La dignità del lavoro in treno
Ci servono effettivamente poche parole per dire che da ora invidiamo i vicini svizzeri non solo per la cioccolata e le mucche «profumate» che pascolano su prati impeccabilmente verdi e ordinati, ma anche perché viene loro conteggiato come orario di lavoro il tragitto da casa all’ufficio. Certo, solo ai funzionari ed in alcuni casi, solo se il capufficio lo consente, solo per i dipendenti pubblici, solo se si utilizzano tram, bus o treno. Però...
Subito abbiamo pensato a cosa potrebbe accadere ad un lavoratore pendolare che ogni mattina va da Brescia a Milano con il regionale. Se si considera la sola andata, ci sono giorni in cui si accumulano fino a due ore di «lavoro» sul mezzo di trasporto.

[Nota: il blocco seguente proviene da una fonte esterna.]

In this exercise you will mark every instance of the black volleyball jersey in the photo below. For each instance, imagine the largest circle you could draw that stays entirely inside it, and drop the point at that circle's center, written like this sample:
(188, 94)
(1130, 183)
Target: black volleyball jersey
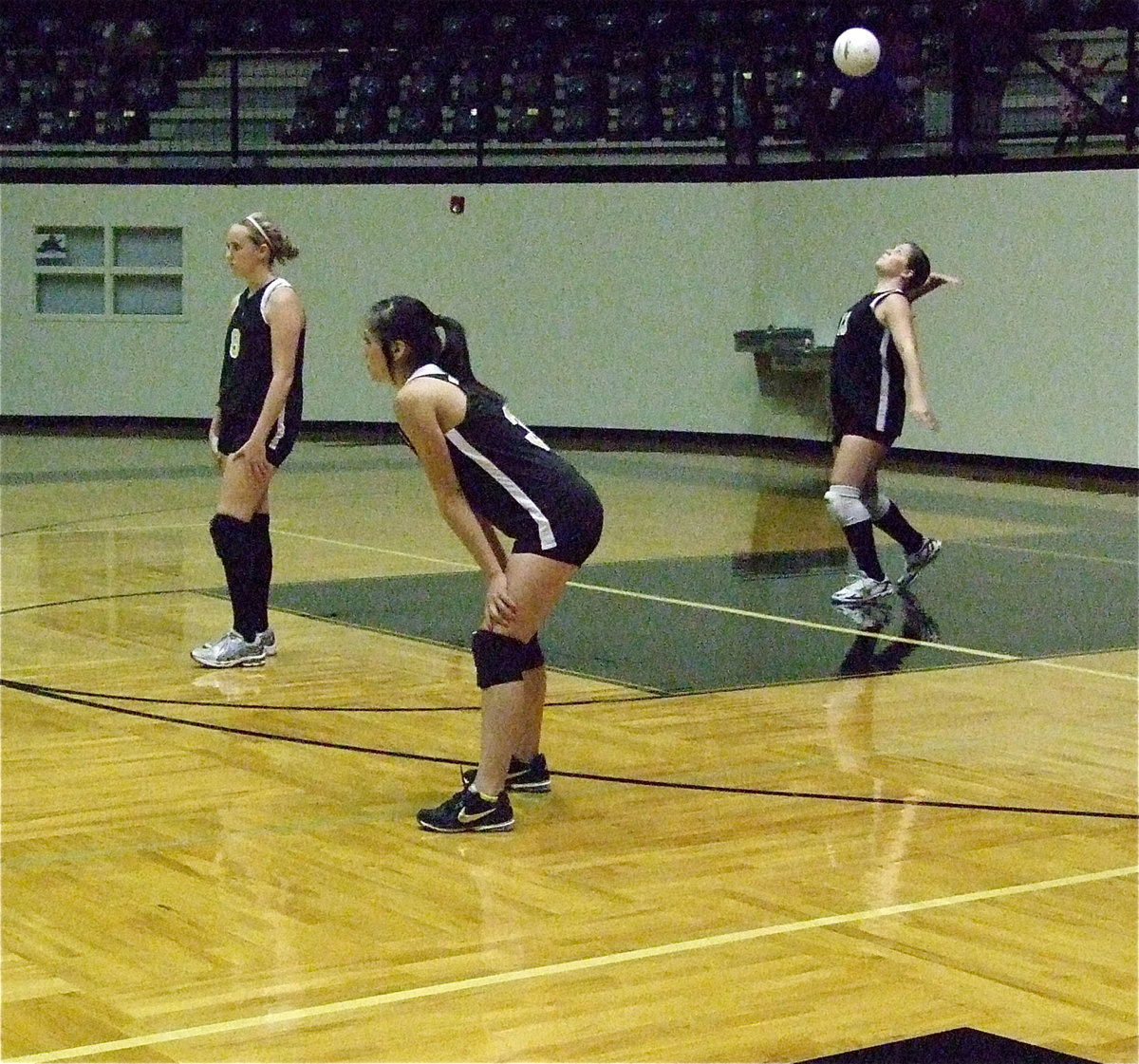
(248, 364)
(507, 473)
(867, 375)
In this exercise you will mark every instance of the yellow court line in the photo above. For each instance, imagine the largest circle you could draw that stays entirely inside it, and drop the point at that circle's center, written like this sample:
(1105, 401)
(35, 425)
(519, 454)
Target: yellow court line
(353, 1005)
(712, 607)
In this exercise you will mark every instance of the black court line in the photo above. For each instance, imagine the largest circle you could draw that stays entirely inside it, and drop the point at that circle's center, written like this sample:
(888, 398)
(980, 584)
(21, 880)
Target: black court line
(627, 780)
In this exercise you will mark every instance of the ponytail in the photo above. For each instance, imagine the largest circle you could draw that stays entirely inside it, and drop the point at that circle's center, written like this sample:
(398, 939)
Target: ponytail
(454, 356)
(401, 317)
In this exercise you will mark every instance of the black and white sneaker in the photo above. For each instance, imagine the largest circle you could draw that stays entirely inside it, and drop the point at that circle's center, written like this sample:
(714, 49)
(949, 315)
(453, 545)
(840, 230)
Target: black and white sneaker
(530, 775)
(468, 812)
(918, 561)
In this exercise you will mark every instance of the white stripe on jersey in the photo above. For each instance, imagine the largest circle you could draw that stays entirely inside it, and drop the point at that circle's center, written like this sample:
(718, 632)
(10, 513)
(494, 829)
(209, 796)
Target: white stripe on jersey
(880, 420)
(545, 531)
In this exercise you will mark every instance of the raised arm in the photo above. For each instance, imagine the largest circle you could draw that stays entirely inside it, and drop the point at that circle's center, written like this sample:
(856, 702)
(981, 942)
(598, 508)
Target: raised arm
(934, 282)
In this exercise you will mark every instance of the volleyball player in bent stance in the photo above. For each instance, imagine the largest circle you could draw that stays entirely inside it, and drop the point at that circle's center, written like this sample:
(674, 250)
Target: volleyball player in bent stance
(875, 375)
(488, 471)
(252, 432)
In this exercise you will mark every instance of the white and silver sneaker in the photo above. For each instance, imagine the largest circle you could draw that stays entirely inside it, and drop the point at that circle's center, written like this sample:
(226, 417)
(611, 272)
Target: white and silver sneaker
(229, 652)
(267, 641)
(918, 561)
(861, 589)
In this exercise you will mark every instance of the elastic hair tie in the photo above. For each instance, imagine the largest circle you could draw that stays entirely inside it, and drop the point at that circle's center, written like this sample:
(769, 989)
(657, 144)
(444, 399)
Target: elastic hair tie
(256, 226)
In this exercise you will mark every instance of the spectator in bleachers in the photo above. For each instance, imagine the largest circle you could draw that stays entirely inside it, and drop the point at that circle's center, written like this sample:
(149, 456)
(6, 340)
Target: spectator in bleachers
(1075, 114)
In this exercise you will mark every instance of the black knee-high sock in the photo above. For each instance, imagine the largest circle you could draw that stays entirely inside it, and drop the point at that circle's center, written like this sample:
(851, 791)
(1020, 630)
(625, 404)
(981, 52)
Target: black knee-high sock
(263, 567)
(860, 536)
(899, 529)
(233, 539)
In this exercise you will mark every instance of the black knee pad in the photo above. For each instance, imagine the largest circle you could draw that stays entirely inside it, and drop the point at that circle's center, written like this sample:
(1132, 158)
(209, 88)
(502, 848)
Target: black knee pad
(231, 535)
(534, 655)
(498, 659)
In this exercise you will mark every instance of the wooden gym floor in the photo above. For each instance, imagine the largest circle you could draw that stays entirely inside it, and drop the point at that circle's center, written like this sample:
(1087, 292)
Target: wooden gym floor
(773, 836)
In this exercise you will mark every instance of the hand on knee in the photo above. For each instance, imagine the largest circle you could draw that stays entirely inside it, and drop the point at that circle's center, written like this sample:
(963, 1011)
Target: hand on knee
(844, 501)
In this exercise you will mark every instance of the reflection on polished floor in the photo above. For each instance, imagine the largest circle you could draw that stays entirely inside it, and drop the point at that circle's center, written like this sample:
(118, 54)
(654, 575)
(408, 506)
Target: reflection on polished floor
(775, 832)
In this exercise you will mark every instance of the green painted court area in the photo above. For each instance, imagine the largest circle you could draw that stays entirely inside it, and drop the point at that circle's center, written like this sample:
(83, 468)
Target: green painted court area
(705, 624)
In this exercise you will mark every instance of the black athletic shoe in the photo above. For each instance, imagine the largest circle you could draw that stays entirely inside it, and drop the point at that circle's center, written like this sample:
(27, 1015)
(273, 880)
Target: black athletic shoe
(468, 812)
(530, 775)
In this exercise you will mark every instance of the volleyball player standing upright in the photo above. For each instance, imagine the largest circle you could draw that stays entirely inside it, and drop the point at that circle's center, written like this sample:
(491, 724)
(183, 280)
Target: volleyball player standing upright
(875, 374)
(252, 432)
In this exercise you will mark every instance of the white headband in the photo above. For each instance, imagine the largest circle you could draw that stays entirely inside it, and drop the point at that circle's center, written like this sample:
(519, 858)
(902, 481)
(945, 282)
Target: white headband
(256, 226)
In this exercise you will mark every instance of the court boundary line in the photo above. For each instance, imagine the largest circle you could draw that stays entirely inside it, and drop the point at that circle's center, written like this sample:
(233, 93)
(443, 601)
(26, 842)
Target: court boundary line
(39, 690)
(584, 963)
(992, 655)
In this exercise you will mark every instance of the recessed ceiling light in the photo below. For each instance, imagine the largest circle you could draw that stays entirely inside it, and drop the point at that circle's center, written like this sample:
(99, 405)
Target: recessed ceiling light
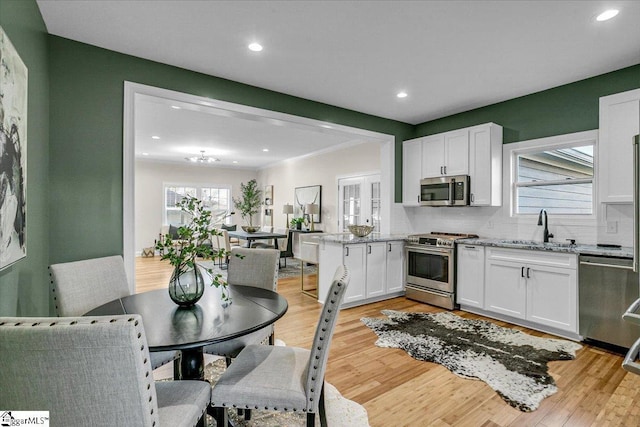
(607, 14)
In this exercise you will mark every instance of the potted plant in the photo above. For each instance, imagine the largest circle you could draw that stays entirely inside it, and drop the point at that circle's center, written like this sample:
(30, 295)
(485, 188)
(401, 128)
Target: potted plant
(297, 223)
(193, 240)
(249, 203)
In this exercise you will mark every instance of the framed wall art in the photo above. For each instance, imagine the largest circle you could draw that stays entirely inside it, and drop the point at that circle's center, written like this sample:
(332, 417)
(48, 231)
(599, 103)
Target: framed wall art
(304, 196)
(13, 154)
(268, 205)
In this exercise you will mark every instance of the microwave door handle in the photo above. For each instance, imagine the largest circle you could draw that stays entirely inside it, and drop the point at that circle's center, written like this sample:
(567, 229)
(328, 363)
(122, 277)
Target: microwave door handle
(452, 187)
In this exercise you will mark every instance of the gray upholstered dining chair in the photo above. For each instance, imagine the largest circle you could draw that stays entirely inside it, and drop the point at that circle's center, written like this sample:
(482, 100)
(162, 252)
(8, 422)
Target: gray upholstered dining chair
(283, 378)
(81, 286)
(91, 371)
(284, 245)
(249, 267)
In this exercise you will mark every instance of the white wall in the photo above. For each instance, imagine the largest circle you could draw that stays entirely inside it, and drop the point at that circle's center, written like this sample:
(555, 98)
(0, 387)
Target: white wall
(320, 169)
(149, 198)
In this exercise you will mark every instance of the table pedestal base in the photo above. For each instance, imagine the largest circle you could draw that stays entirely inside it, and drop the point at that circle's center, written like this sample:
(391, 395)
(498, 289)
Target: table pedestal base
(191, 365)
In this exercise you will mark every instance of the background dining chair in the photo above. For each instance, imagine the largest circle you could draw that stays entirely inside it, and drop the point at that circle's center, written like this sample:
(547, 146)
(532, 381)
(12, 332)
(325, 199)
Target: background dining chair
(91, 371)
(249, 267)
(81, 286)
(283, 378)
(284, 245)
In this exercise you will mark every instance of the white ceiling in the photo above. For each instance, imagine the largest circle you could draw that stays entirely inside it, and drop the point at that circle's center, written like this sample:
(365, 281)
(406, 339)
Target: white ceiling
(449, 56)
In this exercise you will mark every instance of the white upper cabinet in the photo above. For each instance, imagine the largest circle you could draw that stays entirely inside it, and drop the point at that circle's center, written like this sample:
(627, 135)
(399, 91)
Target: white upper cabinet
(619, 122)
(485, 164)
(475, 151)
(411, 171)
(446, 154)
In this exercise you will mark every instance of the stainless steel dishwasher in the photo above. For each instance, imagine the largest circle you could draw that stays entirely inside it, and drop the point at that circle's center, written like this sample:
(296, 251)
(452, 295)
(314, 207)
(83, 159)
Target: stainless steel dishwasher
(607, 287)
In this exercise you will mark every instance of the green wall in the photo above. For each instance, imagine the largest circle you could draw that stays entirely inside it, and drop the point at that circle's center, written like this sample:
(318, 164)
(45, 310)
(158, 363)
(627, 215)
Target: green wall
(86, 136)
(24, 286)
(560, 110)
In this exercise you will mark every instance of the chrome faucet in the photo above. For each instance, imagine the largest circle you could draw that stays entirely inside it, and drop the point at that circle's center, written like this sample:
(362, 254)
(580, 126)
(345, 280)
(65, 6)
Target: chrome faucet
(546, 235)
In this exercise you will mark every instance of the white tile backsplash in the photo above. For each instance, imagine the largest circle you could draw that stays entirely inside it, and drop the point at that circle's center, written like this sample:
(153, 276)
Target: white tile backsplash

Con il ritorno, il rischio reale è che siano più le ore trascorse nell’ufficio viaggiante che in quello in muratura. Una flessibilità fantastica, che già in parte esiste nel privato, e che tiene conto delle nuove possibilità offerte dalla tecnologia che ci permettono di controllare e inviare mail e contattare altre persone grazie alle molte applicazioni.
Poi, pensiamo ai nostri treni che, se non sono ad alta velocità con posti prenotati, spesso nemmeno ci consentono di sederci. E torniamo con i piedi per terra: noi non siamo la Svizzera.